İşte o günden itibaren Fatma Ana’nın adı “Bolca Nine” olarak söylenir ve bilinir olmuştur. Yaşlandığı dönemde ise kendisi o çevrede “Bolca Nine” olarak tanımlanmaya başlanmıştır. Bu sebeple olsa gerek, günümüzde halk arasında daha ziyade “Bolca Nine” diye isimlendirilmektedir.
Başka bir rivayette ise Fatma Nine burada başka bir keramet daha göstermiştir. Bu rivayete göre, Fatma kadın Padişaha askerlerin atlarını bağladığı kargılarını o gece orada bırakmalarını teklif etmiştir. Onun bu isteği padişah tarafından kabul edilir. Ertesi gün olduğunda kargılarını almak için gelen askerler her bir kargının yeşererek birer fidana dönüştüğünü görürler. Böylece Bolca Ana’nın ermiş olduğuna kesin olarak hükmedilir.

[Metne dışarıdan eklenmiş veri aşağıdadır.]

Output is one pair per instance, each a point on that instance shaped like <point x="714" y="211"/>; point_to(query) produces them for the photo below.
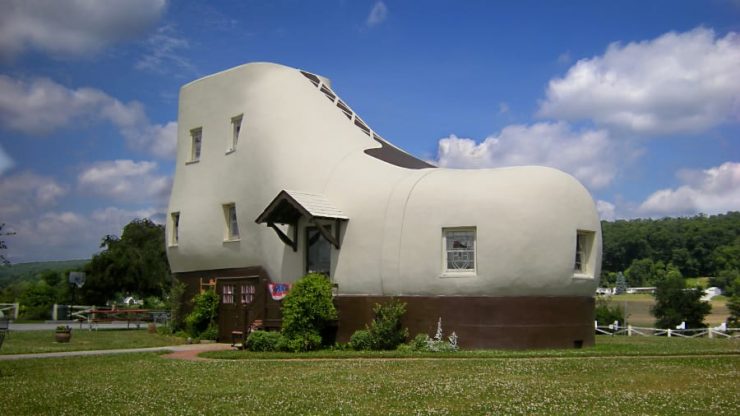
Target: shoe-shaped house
<point x="277" y="176"/>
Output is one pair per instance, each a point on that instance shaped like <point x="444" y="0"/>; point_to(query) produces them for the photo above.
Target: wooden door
<point x="240" y="305"/>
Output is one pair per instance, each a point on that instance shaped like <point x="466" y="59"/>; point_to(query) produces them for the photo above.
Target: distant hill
<point x="28" y="271"/>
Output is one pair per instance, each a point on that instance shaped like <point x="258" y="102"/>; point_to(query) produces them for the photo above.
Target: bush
<point x="308" y="310"/>
<point x="210" y="333"/>
<point x="264" y="341"/>
<point x="361" y="340"/>
<point x="420" y="342"/>
<point x="204" y="315"/>
<point x="386" y="330"/>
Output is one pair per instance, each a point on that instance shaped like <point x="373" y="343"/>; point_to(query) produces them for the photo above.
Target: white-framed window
<point x="232" y="225"/>
<point x="584" y="243"/>
<point x="236" y="127"/>
<point x="227" y="294"/>
<point x="459" y="248"/>
<point x="175" y="224"/>
<point x="196" y="140"/>
<point x="247" y="292"/>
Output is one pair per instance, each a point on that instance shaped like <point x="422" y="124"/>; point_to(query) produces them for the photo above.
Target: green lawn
<point x="29" y="342"/>
<point x="534" y="383"/>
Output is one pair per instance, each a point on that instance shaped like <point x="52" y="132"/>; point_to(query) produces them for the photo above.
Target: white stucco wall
<point x="293" y="137"/>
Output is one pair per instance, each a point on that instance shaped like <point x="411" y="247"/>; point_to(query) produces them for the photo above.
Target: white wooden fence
<point x="680" y="331"/>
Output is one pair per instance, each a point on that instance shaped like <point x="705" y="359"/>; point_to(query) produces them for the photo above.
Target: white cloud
<point x="678" y="82"/>
<point x="163" y="53"/>
<point x="73" y="27"/>
<point x="27" y="193"/>
<point x="67" y="235"/>
<point x="125" y="180"/>
<point x="589" y="155"/>
<point x="6" y="162"/>
<point x="709" y="191"/>
<point x="378" y="14"/>
<point x="607" y="210"/>
<point x="41" y="106"/>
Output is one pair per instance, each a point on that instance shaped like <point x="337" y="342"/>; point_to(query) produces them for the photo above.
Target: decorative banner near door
<point x="278" y="290"/>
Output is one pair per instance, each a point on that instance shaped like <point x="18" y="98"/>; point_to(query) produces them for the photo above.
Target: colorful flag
<point x="278" y="290"/>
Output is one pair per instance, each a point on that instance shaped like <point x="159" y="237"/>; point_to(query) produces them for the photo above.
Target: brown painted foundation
<point x="479" y="322"/>
<point x="484" y="322"/>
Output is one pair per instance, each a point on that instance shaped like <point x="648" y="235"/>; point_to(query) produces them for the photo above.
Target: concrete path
<point x="189" y="352"/>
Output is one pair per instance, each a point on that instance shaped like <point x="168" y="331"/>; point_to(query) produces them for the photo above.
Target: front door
<point x="318" y="252"/>
<point x="239" y="305"/>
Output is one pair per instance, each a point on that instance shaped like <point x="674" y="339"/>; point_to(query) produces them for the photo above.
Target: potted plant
<point x="63" y="333"/>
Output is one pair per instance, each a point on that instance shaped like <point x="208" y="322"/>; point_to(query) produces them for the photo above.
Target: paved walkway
<point x="185" y="352"/>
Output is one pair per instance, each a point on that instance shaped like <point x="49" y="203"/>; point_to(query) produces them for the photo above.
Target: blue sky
<point x="638" y="100"/>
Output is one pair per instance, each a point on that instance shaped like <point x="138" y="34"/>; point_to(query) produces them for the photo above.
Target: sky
<point x="640" y="101"/>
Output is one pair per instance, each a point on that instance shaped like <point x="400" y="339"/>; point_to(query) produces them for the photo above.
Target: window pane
<point x="460" y="250"/>
<point x="233" y="224"/>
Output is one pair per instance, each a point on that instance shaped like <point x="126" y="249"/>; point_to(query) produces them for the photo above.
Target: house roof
<point x="288" y="206"/>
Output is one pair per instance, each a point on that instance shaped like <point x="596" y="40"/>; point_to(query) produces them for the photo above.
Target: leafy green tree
<point x="3" y="246"/>
<point x="641" y="272"/>
<point x="728" y="281"/>
<point x="607" y="313"/>
<point x="176" y="306"/>
<point x="733" y="321"/>
<point x="674" y="303"/>
<point x="135" y="263"/>
<point x="37" y="301"/>
<point x="308" y="310"/>
<point x="620" y="284"/>
<point x="386" y="331"/>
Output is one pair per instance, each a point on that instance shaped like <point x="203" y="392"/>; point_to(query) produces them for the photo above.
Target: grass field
<point x="539" y="382"/>
<point x="31" y="342"/>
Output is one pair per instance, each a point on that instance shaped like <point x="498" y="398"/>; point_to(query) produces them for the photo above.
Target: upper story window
<point x="459" y="250"/>
<point x="175" y="226"/>
<point x="196" y="139"/>
<point x="247" y="292"/>
<point x="584" y="241"/>
<point x="227" y="295"/>
<point x="236" y="127"/>
<point x="232" y="225"/>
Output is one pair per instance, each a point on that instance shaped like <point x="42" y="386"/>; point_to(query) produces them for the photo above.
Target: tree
<point x="3" y="260"/>
<point x="135" y="263"/>
<point x="620" y="284"/>
<point x="674" y="303"/>
<point x="733" y="321"/>
<point x="307" y="311"/>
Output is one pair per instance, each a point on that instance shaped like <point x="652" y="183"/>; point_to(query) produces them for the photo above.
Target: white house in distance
<point x="276" y="176"/>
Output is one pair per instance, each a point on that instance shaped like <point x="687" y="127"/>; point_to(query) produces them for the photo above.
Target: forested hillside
<point x="696" y="246"/>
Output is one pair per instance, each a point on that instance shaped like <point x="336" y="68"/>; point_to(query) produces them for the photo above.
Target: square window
<point x="196" y="136"/>
<point x="459" y="249"/>
<point x="247" y="292"/>
<point x="175" y="224"/>
<point x="584" y="241"/>
<point x="232" y="225"/>
<point x="236" y="127"/>
<point x="227" y="294"/>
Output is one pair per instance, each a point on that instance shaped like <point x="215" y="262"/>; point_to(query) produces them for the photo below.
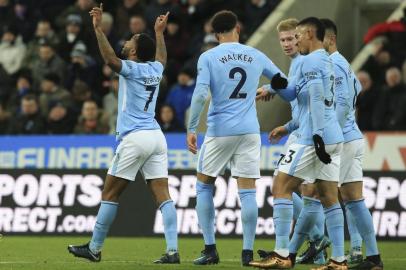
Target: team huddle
<point x="321" y="163"/>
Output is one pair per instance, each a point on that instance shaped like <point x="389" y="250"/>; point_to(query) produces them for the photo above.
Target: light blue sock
<point x="305" y="223"/>
<point x="297" y="205"/>
<point x="249" y="216"/>
<point x="355" y="237"/>
<point x="365" y="225"/>
<point x="205" y="211"/>
<point x="170" y="225"/>
<point x="318" y="230"/>
<point x="105" y="217"/>
<point x="335" y="228"/>
<point x="282" y="218"/>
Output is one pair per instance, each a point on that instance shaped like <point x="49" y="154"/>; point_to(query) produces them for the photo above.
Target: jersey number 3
<point x="236" y="93"/>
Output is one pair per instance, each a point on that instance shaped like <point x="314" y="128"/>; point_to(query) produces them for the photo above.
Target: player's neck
<point x="316" y="45"/>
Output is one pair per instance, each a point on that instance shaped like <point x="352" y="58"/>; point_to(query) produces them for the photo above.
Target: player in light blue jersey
<point x="301" y="207"/>
<point x="358" y="216"/>
<point x="142" y="145"/>
<point x="315" y="157"/>
<point x="231" y="71"/>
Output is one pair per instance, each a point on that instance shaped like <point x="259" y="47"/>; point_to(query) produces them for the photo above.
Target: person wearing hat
<point x="12" y="50"/>
<point x="82" y="66"/>
<point x="48" y="62"/>
<point x="51" y="92"/>
<point x="180" y="95"/>
<point x="71" y="36"/>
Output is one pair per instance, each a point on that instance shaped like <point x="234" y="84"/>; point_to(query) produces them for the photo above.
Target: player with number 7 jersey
<point x="231" y="71"/>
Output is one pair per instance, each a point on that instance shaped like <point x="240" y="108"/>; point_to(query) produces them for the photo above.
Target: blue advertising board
<point x="96" y="152"/>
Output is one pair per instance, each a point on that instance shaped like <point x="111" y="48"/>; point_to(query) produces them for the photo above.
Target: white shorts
<point x="302" y="162"/>
<point x="351" y="162"/>
<point x="291" y="139"/>
<point x="143" y="150"/>
<point x="241" y="152"/>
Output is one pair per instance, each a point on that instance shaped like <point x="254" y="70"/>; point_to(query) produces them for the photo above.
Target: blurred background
<point x="58" y="107"/>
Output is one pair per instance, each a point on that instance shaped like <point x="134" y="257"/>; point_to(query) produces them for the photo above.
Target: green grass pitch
<point x="40" y="253"/>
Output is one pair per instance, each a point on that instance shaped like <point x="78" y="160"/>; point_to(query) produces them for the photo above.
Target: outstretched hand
<point x="96" y="14"/>
<point x="160" y="23"/>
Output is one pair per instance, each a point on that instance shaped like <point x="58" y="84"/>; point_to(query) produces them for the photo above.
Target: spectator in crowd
<point x="180" y="95"/>
<point x="366" y="101"/>
<point x="167" y="119"/>
<point x="158" y="7"/>
<point x="72" y="35"/>
<point x="110" y="105"/>
<point x="176" y="41"/>
<point x="136" y="25"/>
<point x="389" y="113"/>
<point x="12" y="50"/>
<point x="82" y="67"/>
<point x="256" y="11"/>
<point x="81" y="8"/>
<point x="25" y="19"/>
<point x="30" y="120"/>
<point x="43" y="33"/>
<point x="91" y="120"/>
<point x="23" y="87"/>
<point x="6" y="13"/>
<point x="125" y="10"/>
<point x="48" y="62"/>
<point x="4" y="120"/>
<point x="52" y="92"/>
<point x="107" y="28"/>
<point x="378" y="63"/>
<point x="60" y="120"/>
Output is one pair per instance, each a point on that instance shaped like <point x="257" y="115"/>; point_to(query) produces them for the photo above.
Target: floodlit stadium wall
<point x="52" y="185"/>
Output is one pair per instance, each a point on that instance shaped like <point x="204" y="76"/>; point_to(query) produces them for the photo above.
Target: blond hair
<point x="287" y="25"/>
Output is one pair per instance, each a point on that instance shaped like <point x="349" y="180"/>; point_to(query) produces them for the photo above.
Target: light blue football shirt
<point x="137" y="94"/>
<point x="232" y="72"/>
<point x="317" y="71"/>
<point x="293" y="74"/>
<point x="347" y="89"/>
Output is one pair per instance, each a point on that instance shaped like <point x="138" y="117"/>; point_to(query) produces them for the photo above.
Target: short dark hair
<point x="224" y="21"/>
<point x="329" y="25"/>
<point x="316" y="23"/>
<point x="145" y="48"/>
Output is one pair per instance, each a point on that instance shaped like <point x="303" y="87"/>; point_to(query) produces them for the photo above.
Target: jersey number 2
<point x="149" y="88"/>
<point x="236" y="93"/>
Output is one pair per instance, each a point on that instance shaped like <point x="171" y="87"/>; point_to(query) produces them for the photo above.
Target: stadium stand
<point x="49" y="59"/>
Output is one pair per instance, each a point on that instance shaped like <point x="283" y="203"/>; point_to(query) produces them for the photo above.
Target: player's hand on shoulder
<point x="276" y="134"/>
<point x="191" y="141"/>
<point x="96" y="14"/>
<point x="278" y="82"/>
<point x="160" y="23"/>
<point x="263" y="95"/>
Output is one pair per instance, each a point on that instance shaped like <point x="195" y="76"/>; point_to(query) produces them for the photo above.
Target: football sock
<point x="205" y="211"/>
<point x="355" y="237"/>
<point x="297" y="205"/>
<point x="335" y="228"/>
<point x="249" y="216"/>
<point x="282" y="217"/>
<point x="305" y="223"/>
<point x="170" y="225"/>
<point x="364" y="225"/>
<point x="105" y="217"/>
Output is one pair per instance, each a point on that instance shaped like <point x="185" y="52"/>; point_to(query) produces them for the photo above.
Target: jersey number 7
<point x="151" y="89"/>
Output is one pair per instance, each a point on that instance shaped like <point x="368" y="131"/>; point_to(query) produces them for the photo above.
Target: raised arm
<point x="107" y="52"/>
<point x="160" y="25"/>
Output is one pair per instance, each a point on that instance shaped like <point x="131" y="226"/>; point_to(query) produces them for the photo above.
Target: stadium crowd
<point x="52" y="77"/>
<point x="383" y="78"/>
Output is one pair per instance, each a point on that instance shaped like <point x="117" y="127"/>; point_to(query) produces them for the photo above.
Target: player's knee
<point x="110" y="195"/>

XV. yüzyılın sonlarında vefat ettiği rivayet olunan Bolca Nine, ömrünü geçirdiği ve kerametlerini gösterdiği bu koruluk alana defnedilmiştir. Günümüzde kabri adeta bir adak yerine dönüşmüştür. Özellikle Trakya halk kültüründe önemli bir yere sahip olan 6 Mayıs (Hıdırellez)’ın içinde bulunduğu hafta burada adak kurbanları kesilmekte, dilekler dilenmekte ve dualar edilmektedir. Bununla beraber yılın diğer zamanlarında da aynı maksatla başta Trakya olmak üzere memleketin her yanından ziyaretler yapıldığı bilinmektedir.